Regulators To Tighten Oversight, Focus On Global Fund Manager Sector - BoE Governor

Tom Burroughes Group Editor London October 13, 2014

Regulators To Tighten Oversight, Focus On Global Fund Manager Sector - BoE Governor

The head of the Bank of England has signalled that the world’s investment management sector, which now accounts for almost 90 per cent of global gross domestic product, is to come under increased regulatory scrutiny.

The head of the Bank of England has signalled that the world’s investment management sector, which now accounts for almost 90 per cent of global gross domestic product, is to come under increased regulatory scrutiny.

In a speech at the weekend laying out what has been done so far to tighten oversight of financial services since the 2008 crisis, and what needs to be done, Mark Carney, BoE governor, cited the investment management sector as an area requiring further attention.

“The growth of the asset management sector brings welcome diversity to financial intermediation. However, there must also be a focus, as there has been with banks, on the systemic risks it could create. Although the sector is becoming more concentrated, the risks don’t simply arise from the size of asset managers,” he said.
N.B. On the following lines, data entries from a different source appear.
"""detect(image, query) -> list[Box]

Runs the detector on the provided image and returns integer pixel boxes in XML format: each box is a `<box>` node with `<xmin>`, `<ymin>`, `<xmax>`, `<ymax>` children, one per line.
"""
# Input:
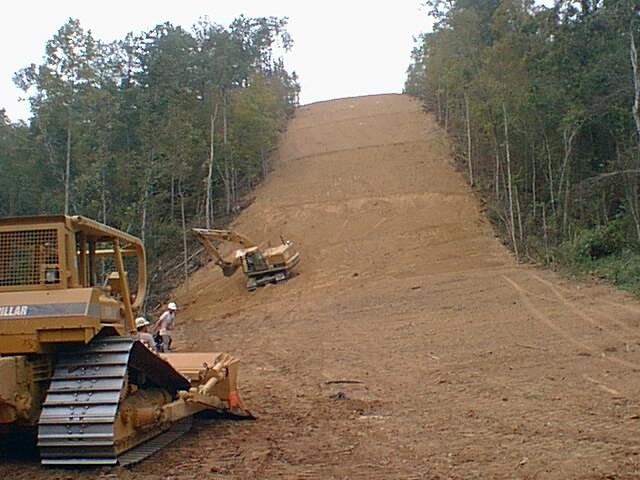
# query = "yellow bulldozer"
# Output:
<box><xmin>0</xmin><ymin>215</ymin><xmax>251</xmax><ymax>466</ymax></box>
<box><xmin>192</xmin><ymin>228</ymin><xmax>300</xmax><ymax>292</ymax></box>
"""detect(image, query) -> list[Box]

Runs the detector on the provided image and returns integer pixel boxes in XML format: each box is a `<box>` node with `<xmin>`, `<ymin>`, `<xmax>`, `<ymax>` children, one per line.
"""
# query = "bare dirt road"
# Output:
<box><xmin>0</xmin><ymin>95</ymin><xmax>640</xmax><ymax>480</ymax></box>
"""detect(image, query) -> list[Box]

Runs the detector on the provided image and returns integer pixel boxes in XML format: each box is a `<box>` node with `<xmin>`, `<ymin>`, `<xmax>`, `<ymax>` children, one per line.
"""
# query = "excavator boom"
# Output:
<box><xmin>192</xmin><ymin>228</ymin><xmax>300</xmax><ymax>291</ymax></box>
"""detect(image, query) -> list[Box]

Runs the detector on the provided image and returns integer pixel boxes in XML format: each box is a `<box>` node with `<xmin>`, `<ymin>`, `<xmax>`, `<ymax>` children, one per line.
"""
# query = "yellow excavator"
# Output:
<box><xmin>0</xmin><ymin>215</ymin><xmax>251</xmax><ymax>466</ymax></box>
<box><xmin>192</xmin><ymin>228</ymin><xmax>300</xmax><ymax>292</ymax></box>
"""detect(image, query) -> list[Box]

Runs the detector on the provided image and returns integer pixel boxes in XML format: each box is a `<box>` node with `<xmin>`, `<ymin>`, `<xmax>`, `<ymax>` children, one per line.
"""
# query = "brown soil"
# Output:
<box><xmin>5</xmin><ymin>95</ymin><xmax>640</xmax><ymax>480</ymax></box>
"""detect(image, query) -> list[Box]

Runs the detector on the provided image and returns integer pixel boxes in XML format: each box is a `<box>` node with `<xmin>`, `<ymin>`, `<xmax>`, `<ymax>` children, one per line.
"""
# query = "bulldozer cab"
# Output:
<box><xmin>0</xmin><ymin>215</ymin><xmax>146</xmax><ymax>354</ymax></box>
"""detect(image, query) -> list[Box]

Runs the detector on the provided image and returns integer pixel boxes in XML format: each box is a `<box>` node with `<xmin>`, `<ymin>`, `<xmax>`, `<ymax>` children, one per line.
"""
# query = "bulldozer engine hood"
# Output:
<box><xmin>0</xmin><ymin>288</ymin><xmax>119</xmax><ymax>320</ymax></box>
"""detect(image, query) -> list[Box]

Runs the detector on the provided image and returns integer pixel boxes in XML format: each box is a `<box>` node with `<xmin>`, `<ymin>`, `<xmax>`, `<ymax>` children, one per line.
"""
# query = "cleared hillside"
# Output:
<box><xmin>3</xmin><ymin>95</ymin><xmax>640</xmax><ymax>479</ymax></box>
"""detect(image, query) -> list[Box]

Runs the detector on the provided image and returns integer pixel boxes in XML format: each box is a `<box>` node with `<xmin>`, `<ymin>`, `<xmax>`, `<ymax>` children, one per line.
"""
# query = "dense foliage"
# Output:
<box><xmin>0</xmin><ymin>17</ymin><xmax>299</xmax><ymax>304</ymax></box>
<box><xmin>405</xmin><ymin>0</ymin><xmax>640</xmax><ymax>289</ymax></box>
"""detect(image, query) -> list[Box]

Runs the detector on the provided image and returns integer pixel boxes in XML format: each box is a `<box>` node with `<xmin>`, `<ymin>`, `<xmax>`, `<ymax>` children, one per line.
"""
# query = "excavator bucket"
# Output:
<box><xmin>160</xmin><ymin>353</ymin><xmax>255</xmax><ymax>419</ymax></box>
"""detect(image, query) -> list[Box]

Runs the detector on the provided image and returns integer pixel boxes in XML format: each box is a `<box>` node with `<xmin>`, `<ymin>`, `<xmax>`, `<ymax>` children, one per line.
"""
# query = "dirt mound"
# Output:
<box><xmin>6</xmin><ymin>95</ymin><xmax>640</xmax><ymax>479</ymax></box>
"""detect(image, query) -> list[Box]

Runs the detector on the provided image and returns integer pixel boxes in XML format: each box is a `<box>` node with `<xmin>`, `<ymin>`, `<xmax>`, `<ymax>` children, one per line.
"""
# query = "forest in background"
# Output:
<box><xmin>405</xmin><ymin>0</ymin><xmax>640</xmax><ymax>294</ymax></box>
<box><xmin>0</xmin><ymin>16</ymin><xmax>300</xmax><ymax>308</ymax></box>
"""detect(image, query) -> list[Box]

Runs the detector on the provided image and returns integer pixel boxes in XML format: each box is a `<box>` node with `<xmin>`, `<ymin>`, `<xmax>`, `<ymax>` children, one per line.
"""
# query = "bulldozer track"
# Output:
<box><xmin>38</xmin><ymin>337</ymin><xmax>191</xmax><ymax>466</ymax></box>
<box><xmin>38</xmin><ymin>337</ymin><xmax>133</xmax><ymax>465</ymax></box>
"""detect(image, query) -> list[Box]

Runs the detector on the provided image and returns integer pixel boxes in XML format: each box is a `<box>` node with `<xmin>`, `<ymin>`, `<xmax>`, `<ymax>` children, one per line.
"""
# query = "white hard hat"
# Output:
<box><xmin>136</xmin><ymin>317</ymin><xmax>149</xmax><ymax>328</ymax></box>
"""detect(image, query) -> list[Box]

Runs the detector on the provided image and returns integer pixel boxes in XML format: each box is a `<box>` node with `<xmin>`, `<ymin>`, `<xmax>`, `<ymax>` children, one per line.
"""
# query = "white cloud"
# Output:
<box><xmin>0</xmin><ymin>0</ymin><xmax>431</xmax><ymax>120</ymax></box>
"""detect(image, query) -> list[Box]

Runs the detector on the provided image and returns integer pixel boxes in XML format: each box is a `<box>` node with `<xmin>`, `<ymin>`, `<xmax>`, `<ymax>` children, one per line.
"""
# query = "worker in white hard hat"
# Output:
<box><xmin>136</xmin><ymin>317</ymin><xmax>156</xmax><ymax>352</ymax></box>
<box><xmin>153</xmin><ymin>302</ymin><xmax>178</xmax><ymax>352</ymax></box>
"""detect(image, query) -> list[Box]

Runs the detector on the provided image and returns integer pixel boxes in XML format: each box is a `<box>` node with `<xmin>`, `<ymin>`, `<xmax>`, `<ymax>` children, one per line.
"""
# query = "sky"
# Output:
<box><xmin>0</xmin><ymin>0</ymin><xmax>432</xmax><ymax>121</ymax></box>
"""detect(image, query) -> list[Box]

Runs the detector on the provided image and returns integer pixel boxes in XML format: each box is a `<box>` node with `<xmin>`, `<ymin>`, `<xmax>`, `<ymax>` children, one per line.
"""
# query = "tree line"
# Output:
<box><xmin>405</xmin><ymin>0</ymin><xmax>640</xmax><ymax>292</ymax></box>
<box><xmin>0</xmin><ymin>16</ymin><xmax>300</xmax><ymax>306</ymax></box>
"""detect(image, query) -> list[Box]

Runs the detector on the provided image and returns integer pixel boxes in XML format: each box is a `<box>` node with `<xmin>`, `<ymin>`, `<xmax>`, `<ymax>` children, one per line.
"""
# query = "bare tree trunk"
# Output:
<box><xmin>629</xmin><ymin>28</ymin><xmax>640</xmax><ymax>143</ymax></box>
<box><xmin>210</xmin><ymin>103</ymin><xmax>218</xmax><ymax>228</ymax></box>
<box><xmin>558</xmin><ymin>125</ymin><xmax>580</xmax><ymax>212</ymax></box>
<box><xmin>444</xmin><ymin>88</ymin><xmax>449</xmax><ymax>133</ymax></box>
<box><xmin>64</xmin><ymin>107</ymin><xmax>71</xmax><ymax>215</ymax></box>
<box><xmin>178</xmin><ymin>180</ymin><xmax>189</xmax><ymax>291</ymax></box>
<box><xmin>170</xmin><ymin>174</ymin><xmax>176</xmax><ymax>222</ymax></box>
<box><xmin>558</xmin><ymin>124</ymin><xmax>580</xmax><ymax>238</ymax></box>
<box><xmin>502</xmin><ymin>102</ymin><xmax>520</xmax><ymax>260</ymax></box>
<box><xmin>101</xmin><ymin>165</ymin><xmax>107</xmax><ymax>225</ymax></box>
<box><xmin>531</xmin><ymin>144</ymin><xmax>538</xmax><ymax>220</ymax></box>
<box><xmin>260</xmin><ymin>146</ymin><xmax>269</xmax><ymax>178</ymax></box>
<box><xmin>542</xmin><ymin>203</ymin><xmax>549</xmax><ymax>260</ymax></box>
<box><xmin>464</xmin><ymin>92</ymin><xmax>474</xmax><ymax>187</ymax></box>
<box><xmin>544</xmin><ymin>137</ymin><xmax>557</xmax><ymax>217</ymax></box>
<box><xmin>513</xmin><ymin>185</ymin><xmax>524</xmax><ymax>244</ymax></box>
<box><xmin>627</xmin><ymin>23</ymin><xmax>640</xmax><ymax>240</ymax></box>
<box><xmin>493</xmin><ymin>131</ymin><xmax>500</xmax><ymax>200</ymax></box>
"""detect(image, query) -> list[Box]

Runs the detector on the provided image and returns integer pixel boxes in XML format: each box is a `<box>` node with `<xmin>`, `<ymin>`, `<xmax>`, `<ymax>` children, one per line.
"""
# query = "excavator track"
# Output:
<box><xmin>38</xmin><ymin>337</ymin><xmax>191</xmax><ymax>466</ymax></box>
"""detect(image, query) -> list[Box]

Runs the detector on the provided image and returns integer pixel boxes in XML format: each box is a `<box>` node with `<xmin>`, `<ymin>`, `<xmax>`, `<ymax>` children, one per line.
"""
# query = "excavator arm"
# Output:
<box><xmin>191</xmin><ymin>228</ymin><xmax>256</xmax><ymax>277</ymax></box>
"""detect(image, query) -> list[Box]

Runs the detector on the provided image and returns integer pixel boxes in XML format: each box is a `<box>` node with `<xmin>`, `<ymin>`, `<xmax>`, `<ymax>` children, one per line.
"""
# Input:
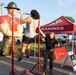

“They arise from the particular activities some in the sector undertake. The biggest risks arise from combining high levels of leverage with holdings of illiquid assets and commitments to provide liquidity at short notice. In the current environment, those types of activities need careful monitoring, and possibly a deliberate policy response,” he said.

Earlier in October, a survey by PricewaterhouseCoopers found that the UK fund management industry had been hit by an indiscriminate collapse of trust in financial services and inspires less confidence among the public than the police or UK health service, despite both latter sectors being hit by scandals. That survey said that the sector arguably played little or no role in the crisis.

Already, the alternative fund management sector – covering the likes of hedge funds – has been brought under tighter regulatory oversight in the US and Europe, such as through the European Union’s Alternative Investment Fund Managers Directive.

Progess, more to do
Separately, Carney said that effective bank capital requirements have increased seven-fold while major banks are on track to meet such requirements five years in advance. He said that there have been changes to banks’ incentives to engage in proprietary trading, market-making lending and restrictions on the use of off-balance sheet vehicles.

Notably, however, Carney hinted that far more remained to be done in tackling the so-called “too-big-to-fail” issue – that of where banks become so large that their managers expect to be bailed out by governments fearful of the impact of a failure, thereby creating the “moral hazard” of irresponsible behaviour in the first place.